On arrival not a bird to be seen. Fortunately we didn't have to wait to long as a flock of Jackdaws some 200 strong returned to the Crag to entertain us with wonderful aerial displays as we continued to search the rock face in search of our goal.


Then the eagle eyed Peter Hodson picked up a Peregrine and it's mate at the far left hand end of the Crag. Unfortunately no Ravens. But a little blip like this would not put our hardy birders off.
So feeling a little more upbeat, although a little windswept, off to Allen and Morecambe Hides just a short journey away.

The Allen Hide produced a strong gathering of 200 plus Black-tailed Godwits and similar numbers of Lapwings, a smattering of Dunlin, and a pair of Shelduck

So onward to the Morecambe Hide. Here we saw Wigeon, Redshank, Pintail, Greylag Geese, a single Kestrel, and two Knot plus many more Lapwings. There had been a Greenshank reported so we set about scouring the satellite islands. Then the rain and wind came with gusto. I'm sure I heard one of our troops singing 'Bring Me Sunshine', after all we were in the Morecambe Hide. Luckily for us, two Greylags forced the Greenshank from its shelter on the leeward side of one of the islands, which gave us good views.

The rain went as quickly as it came, so it was time to head for the main Leighton Moss reserve. After a short break, a bite to eat, and some warming expensive coffee, it was time to go in search of the Great Grey Shrike which had been reported earlier that day.

A quick visit to the Causeway Hide on our way to the Lower Hide. A single Dabchick, the usual Cormorants, Wigeon, Tufted Duck, Teal and Pintail plus a few Mallards.

On the way to the Lower Hide a very tame group of Titmice greeted us in search of seed. Blue Tits, Great Tits, a couple of Coal Tits and a favourite of mine a single Marsh Tit. I even tricked a Great Tit to sit on my hand pretending to have a palm full of seed.

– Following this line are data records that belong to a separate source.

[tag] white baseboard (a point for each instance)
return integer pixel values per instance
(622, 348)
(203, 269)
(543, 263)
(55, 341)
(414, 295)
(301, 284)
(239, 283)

On reaching the Lower Hide area, we searched for a good 30 minutes for the Great Grey Shrike, but alas we dipped. But it was well worth a try. The hide itself produced two Great White Egrets, so all was not lost.


Last port of call would be Lillian Hide. At the entrance to the hide high up in the Alder trees were a handful of Siskin. From within the hide all the usual birds and 8 Snipe, one of which was out in the open right in front of the hide).


45 species were recorded from a big effort by everyone. The weather became kinder as the day wore on, so it was worth the effort.  Well done to all who attende
d and hope to see you all on the February Trip.

Thank you for you company, as usual a great day.